Our compression software also has the option to output CRAM formatted files that are created by our compressor and written to a CRAM 3.0 specification compliant file. As such, any CRAM aware tool or application can read the file without the aid of our decompression library (PetaLink). We are completely interoperable with the community standards and there is no lock-in with our compression technology.

Thus PetaGene compression technology supports the existing standards by providing users with perfectly GA4GH compliant FASTQ, BAM, or CRAM data.

What Are The Benefits of This Approach?

Supporting the community standards makes our technology immediately interoperable with all bioinformatics tools. There are no barriers to adoption and we fit right into the ecosystem of tools and technologies for processing, storing, and retrieving genomic data.

We also eliminate a major integration problem that any new format would create: being compatible with existing tools and avoiding any modification or coding to add the technology into existing workflows. By presenting data back to a tool as data it already knows, we eliminate the integration -- it just works straight out of the box. This is essentially zero-code integration.

The last reason is because BAM and FASTQ are stable formats and widely used. There is no need to propose a new format to fit our needs and expect the rest of the community to bend to our will. This does not advance bioinformatics or our business.

Open Access

Our compression technology is not open-source, it is open access. The software requires a commercial license but the basic read-back library (PetaLink) is “open access” such that it is always free and always available via petagene.com. The paid license is required for compression but not decompression. For most applications the files are compressed once to achieve storage savings and then decompressed many times. PetaLink remains free to use after the compression license has expired or depleted.

The cloud edition version of PetaLink has many additional features and requires a license.

Sustainable Commercial Support

PetaGene provides business value by making genomic data smaller and faster. Smaller data files translate into reduced storage costs and more budget for primary research activities. Faster data movement reduces processing time which accelerates discovery or provides a clinical result sooner. In our business model, we earn revenues when clients save time and money.

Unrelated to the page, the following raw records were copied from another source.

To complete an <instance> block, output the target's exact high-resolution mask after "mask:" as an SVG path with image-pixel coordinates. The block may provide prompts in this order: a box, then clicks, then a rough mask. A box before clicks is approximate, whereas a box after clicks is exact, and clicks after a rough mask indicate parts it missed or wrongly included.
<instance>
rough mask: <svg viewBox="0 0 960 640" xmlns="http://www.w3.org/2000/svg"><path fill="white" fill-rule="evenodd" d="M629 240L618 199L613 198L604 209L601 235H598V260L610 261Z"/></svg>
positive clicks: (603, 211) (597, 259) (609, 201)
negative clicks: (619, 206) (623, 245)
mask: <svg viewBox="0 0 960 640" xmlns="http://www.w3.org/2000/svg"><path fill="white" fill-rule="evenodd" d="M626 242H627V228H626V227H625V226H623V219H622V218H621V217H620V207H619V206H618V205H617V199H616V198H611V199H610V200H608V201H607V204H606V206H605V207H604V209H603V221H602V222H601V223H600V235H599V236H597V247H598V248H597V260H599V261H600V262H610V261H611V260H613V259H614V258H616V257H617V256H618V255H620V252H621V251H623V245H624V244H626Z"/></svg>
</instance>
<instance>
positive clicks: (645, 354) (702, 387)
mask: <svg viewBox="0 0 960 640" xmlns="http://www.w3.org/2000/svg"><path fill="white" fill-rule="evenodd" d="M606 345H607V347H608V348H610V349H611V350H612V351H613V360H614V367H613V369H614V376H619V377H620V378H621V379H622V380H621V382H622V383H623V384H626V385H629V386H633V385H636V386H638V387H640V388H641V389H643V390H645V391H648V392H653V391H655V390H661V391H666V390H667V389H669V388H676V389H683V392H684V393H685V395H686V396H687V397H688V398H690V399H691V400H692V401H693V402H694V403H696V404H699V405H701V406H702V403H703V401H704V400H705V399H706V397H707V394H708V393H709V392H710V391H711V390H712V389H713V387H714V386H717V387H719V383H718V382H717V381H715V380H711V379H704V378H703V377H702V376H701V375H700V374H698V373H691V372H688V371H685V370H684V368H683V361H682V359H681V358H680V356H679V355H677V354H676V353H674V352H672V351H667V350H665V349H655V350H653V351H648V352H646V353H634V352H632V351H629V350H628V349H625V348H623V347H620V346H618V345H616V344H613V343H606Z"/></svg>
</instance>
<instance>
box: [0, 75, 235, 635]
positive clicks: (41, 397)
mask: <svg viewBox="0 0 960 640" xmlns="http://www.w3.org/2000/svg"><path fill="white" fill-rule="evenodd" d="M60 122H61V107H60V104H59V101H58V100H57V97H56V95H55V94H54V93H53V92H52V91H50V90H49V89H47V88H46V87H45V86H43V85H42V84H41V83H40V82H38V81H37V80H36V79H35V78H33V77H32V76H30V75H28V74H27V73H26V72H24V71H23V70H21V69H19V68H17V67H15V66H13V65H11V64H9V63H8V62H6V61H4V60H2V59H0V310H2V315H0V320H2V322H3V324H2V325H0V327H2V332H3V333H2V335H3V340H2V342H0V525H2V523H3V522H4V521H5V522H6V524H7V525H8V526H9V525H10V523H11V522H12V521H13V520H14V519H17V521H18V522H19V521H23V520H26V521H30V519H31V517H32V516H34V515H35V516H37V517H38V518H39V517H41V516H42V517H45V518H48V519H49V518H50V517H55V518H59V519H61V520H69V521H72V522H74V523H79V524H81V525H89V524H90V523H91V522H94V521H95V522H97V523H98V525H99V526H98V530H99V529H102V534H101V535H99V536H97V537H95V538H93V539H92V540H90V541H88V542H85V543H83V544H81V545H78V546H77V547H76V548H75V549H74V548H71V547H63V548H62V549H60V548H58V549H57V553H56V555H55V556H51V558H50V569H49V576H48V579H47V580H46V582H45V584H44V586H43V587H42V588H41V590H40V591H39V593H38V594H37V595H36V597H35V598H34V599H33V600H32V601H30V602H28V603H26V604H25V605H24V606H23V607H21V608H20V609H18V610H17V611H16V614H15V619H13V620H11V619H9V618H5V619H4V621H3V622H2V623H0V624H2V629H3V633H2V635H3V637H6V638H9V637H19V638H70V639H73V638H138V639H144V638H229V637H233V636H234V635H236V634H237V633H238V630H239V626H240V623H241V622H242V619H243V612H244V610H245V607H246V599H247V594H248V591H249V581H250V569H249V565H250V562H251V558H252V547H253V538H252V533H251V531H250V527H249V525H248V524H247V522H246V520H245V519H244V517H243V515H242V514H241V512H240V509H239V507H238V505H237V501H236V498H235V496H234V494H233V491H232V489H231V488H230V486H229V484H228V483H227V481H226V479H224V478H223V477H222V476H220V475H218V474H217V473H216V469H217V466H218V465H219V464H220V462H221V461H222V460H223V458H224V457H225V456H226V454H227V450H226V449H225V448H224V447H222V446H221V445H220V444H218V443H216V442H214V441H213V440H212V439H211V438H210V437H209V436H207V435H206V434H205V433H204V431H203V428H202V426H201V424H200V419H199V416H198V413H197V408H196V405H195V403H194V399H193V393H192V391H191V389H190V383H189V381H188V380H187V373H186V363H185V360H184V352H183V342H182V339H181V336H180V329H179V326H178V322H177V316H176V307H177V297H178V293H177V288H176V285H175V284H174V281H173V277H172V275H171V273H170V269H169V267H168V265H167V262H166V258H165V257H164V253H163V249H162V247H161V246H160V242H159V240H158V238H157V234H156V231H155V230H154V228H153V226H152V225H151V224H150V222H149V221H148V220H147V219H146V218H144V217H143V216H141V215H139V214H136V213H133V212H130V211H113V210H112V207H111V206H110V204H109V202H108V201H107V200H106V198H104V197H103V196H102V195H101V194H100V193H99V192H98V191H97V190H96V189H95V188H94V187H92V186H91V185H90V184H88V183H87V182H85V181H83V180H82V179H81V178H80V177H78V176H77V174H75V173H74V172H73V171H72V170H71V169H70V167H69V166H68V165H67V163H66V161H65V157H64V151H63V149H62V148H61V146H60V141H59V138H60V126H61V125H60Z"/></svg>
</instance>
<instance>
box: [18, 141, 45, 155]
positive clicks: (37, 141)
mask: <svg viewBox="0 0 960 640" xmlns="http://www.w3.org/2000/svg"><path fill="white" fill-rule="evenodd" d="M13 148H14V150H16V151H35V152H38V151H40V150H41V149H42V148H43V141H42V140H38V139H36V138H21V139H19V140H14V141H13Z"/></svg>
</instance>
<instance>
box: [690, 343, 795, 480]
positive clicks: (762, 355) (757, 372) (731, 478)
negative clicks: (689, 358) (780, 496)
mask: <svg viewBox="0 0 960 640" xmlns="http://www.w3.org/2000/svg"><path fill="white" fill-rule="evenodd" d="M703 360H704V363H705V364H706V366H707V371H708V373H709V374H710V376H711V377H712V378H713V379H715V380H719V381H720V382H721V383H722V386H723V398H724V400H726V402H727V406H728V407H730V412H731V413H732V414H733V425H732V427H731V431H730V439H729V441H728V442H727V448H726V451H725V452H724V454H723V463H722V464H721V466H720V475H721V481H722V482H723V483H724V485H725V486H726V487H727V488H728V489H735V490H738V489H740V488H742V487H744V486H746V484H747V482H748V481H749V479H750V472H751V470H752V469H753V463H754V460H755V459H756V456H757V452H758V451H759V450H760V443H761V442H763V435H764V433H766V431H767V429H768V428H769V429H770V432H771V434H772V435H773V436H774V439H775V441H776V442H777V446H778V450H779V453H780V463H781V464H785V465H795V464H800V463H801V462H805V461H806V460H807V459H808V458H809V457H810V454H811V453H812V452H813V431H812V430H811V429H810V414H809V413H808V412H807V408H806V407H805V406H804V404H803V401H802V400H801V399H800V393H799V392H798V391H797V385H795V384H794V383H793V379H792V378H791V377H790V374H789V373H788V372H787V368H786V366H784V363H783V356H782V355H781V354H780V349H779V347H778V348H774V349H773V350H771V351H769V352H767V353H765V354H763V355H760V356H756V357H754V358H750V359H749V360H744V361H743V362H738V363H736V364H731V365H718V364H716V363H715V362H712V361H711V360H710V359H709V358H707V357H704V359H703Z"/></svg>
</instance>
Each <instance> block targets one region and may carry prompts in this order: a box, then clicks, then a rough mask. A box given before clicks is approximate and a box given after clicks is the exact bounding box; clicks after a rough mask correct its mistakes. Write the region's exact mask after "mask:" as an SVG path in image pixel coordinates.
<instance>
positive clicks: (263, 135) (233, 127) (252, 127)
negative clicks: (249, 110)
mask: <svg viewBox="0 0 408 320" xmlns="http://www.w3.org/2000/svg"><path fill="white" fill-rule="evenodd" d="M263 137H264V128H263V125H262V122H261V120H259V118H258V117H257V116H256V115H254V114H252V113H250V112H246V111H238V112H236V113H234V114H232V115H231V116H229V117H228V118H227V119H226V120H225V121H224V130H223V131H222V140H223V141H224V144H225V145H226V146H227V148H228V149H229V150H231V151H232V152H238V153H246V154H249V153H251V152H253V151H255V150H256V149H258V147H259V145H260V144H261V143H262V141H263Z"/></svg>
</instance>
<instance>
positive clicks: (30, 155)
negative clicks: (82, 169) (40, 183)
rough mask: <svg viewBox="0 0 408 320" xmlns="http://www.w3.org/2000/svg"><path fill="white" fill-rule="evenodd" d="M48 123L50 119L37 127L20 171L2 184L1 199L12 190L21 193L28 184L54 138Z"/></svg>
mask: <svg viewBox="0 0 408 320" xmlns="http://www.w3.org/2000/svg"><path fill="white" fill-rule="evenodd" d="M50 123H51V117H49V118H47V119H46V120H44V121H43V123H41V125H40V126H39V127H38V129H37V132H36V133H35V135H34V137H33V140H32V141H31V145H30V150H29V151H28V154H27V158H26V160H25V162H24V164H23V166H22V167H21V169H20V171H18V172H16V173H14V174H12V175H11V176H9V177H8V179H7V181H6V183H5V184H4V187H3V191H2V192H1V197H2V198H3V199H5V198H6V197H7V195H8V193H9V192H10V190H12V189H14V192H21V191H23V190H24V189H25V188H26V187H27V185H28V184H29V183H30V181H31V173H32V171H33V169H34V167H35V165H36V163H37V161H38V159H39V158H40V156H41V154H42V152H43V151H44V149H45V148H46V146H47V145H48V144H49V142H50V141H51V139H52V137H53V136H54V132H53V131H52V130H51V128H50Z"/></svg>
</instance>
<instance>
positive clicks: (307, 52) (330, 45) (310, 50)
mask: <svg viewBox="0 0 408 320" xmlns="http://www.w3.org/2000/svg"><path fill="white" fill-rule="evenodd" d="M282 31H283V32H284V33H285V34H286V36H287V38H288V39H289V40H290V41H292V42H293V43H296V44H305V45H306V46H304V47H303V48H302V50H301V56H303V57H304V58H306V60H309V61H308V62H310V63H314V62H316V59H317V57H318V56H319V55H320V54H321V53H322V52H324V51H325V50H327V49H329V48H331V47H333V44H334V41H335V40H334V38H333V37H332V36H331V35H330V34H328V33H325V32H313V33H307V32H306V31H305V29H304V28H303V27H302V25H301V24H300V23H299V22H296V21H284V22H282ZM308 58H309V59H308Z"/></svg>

We charge only for compression and license fees are based on compression savings. Clients recover these fees from only a few months of storage savings. Afterwards, clients accrue 100% savings, month after month. Within one year, clients save an average of 50% in storage costs. In 5 years, these savings are over 10x of our original fee to compress the data.

We use these revenues to provide prompt and responsive support to users, fix defects, and continue to improve the product is a sustainable manner.

PetaGene also provides a fully supported, commercial implementation option for CRAM genomics data compression, should you require CRAM. Our CRAM implementation has some additional features: our reference-free compression, storage of CRAM compliant files, and transparent read-back of CRAM files to BAM with universal support of tools that don’t support CRAM. Our CRAM files can be read and processed by any tools that support CRAM v3. We will support your integration, operations, and provide technical assistance should you ever encounter problems with CRAM.

PetaSuite is a fully supported, commercial option for genomic data compression and a commercially supported implementation of CRAM. We provide clients with full warranty and  support while using our software or using CRAM.

Benefits

  • Extreme compression that saves money.
  • Transparent read-back that eliminates integration and speeds up data transfers.
  • Commercial support for PetaGene and CRAM compression workflows.
  • Auditable and verifiable data integrity for lossless compression.
  • Indemnity Insurance for data loss.

Conclusion

PetaGene technology is 100% compliant with community standards and GA4GH. We can provide you the best compression technology and support even if you choose to store open-source CRAM files.